Pity, engulfing pity was what Joe felt. But responsibility as well. She had put herself in his hands and that was a sort of real love, wasn’t it?
And as for the pain of it, he felt it pass into him
from her, he felt some of the weight of it light on him and he was glad. It more strongly bound them, that he could bear some of her pain. In those moments the love which had grown in the vague blind ways of inexperience and impatience, as much in the fear of not succeeding as by the usual rules of desire, took on the possibility of a new dimension, of sharing pain and truth and of being open to the understanding of what was most intimate and perilous about the nature of someone else.
Joe lay there after her challenge, her confession, and wave upon wave of warm feelings swept through his body and his mind with a certainty of exhilaration twin to the surge of sexual fulfilment. If he knew anything at all in this tidal rush then he knew he would never leave her, nor she him.
CHAPTER SIX
‘I think you may prove to be very lucky,’ David said. ‘She’ll lever you away from that charming but clinging background of yours and set you free. I see you as a pair of refugees, exiled from your own countries, out to find a new life. I’m rather pleased with that!’ He giggled and his brief intense look as always made Joe feel uniquely appreciated.
They were in the Cadena, fashionable with the artistic and intellectual crowd, taking mid-morning coffee and biscuits which David, plumping out, ate instantly. Joe sat back. David cast some sort of spell on him; in his company he felt cradled.

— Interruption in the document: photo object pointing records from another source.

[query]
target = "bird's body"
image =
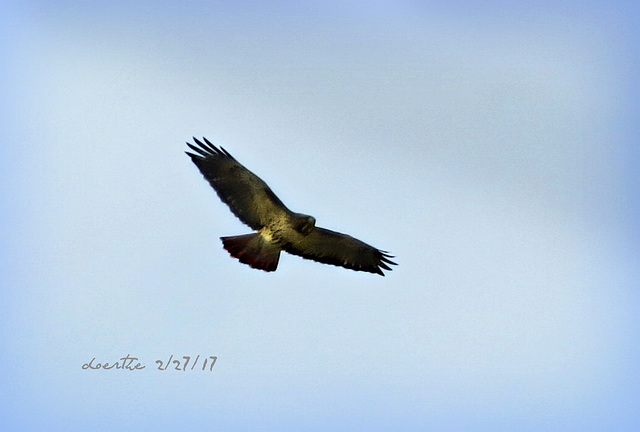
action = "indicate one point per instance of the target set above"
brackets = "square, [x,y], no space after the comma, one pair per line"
[278,228]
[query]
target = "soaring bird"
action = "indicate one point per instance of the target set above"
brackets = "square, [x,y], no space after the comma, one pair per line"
[278,228]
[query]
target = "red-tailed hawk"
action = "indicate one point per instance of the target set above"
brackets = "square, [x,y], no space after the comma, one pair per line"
[253,202]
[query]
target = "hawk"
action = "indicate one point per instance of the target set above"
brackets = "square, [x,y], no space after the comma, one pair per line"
[278,228]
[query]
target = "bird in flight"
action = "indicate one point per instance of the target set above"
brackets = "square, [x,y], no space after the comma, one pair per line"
[278,228]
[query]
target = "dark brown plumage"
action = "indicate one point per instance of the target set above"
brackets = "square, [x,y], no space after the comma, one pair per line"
[278,228]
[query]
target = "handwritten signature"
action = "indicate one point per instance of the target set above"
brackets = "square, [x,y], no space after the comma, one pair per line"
[132,363]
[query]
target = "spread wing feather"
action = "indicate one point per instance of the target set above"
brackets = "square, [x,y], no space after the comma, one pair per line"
[330,247]
[248,197]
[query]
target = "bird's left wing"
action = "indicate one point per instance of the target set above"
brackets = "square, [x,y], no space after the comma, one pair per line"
[330,247]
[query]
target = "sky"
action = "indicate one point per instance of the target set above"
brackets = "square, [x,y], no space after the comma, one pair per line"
[490,146]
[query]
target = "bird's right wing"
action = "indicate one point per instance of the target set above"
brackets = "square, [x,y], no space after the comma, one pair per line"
[248,197]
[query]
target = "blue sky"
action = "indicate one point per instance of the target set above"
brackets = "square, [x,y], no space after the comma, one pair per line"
[492,148]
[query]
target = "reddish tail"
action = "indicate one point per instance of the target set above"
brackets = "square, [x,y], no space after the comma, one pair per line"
[254,250]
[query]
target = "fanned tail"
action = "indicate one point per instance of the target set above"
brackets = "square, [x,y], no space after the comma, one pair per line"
[253,250]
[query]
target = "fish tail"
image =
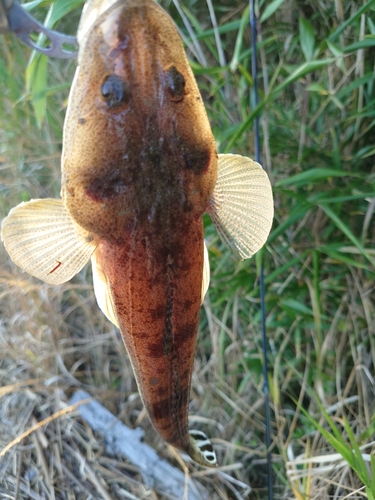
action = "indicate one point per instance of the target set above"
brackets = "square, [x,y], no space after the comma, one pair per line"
[201,450]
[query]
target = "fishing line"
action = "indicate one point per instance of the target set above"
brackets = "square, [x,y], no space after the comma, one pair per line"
[254,71]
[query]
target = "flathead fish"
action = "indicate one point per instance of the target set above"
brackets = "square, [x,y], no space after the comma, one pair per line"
[139,170]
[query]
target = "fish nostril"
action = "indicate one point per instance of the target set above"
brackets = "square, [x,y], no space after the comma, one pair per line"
[175,84]
[115,91]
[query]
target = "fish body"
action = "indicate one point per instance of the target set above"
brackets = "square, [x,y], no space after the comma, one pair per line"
[139,169]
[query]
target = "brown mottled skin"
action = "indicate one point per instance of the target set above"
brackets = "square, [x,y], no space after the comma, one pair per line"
[139,177]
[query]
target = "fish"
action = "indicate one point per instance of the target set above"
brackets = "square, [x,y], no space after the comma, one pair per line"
[140,168]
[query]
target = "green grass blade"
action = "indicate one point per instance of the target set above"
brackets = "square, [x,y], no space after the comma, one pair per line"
[345,230]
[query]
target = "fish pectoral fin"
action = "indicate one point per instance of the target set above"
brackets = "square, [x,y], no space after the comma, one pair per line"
[102,290]
[206,272]
[42,239]
[241,207]
[201,449]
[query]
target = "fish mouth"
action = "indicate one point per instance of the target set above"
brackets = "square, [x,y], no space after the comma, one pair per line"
[95,9]
[91,12]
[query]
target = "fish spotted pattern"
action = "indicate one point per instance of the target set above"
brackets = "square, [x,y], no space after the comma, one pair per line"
[139,170]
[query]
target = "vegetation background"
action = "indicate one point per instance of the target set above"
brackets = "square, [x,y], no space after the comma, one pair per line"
[317,109]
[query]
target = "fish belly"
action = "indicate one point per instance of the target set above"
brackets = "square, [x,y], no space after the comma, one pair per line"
[155,284]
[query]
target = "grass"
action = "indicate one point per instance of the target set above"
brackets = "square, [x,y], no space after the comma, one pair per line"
[317,115]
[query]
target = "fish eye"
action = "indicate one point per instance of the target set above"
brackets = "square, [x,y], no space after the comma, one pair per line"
[175,84]
[115,91]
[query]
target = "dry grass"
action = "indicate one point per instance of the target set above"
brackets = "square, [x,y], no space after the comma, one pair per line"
[320,300]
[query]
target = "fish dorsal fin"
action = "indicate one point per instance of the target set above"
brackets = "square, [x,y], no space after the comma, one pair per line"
[201,449]
[241,207]
[206,273]
[102,290]
[42,239]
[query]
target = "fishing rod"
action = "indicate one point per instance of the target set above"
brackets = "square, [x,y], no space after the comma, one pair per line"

‘May I?’ He took one of Joe’s biscuits, swept his eyes around the room, ceaseless searchlights, spotting and docking, and then returned his gaze to someone who, for a short time, would be his plasticine. But also someone he respected, puzzled over, wanted to befriend. ‘Not that there’s anything intrinsically wrong with your clinging background,’ he spoke through the biscuit, ‘on the contrary,’ a wistful smile, ‘everything you tell me about it makes it sound enviably desirable but you have to let it go now or you’ll end up going back there as an outsider, a schoolteacher or something, very nice too, but I think you can do something other, not better, “other”. To me Natasha proves it. Your interest in her, to use an anaemic word for the PASSION of it!’ a sudden loud ear-catching laugh, ‘is telling you what I am telling you. She won’t let you go back.’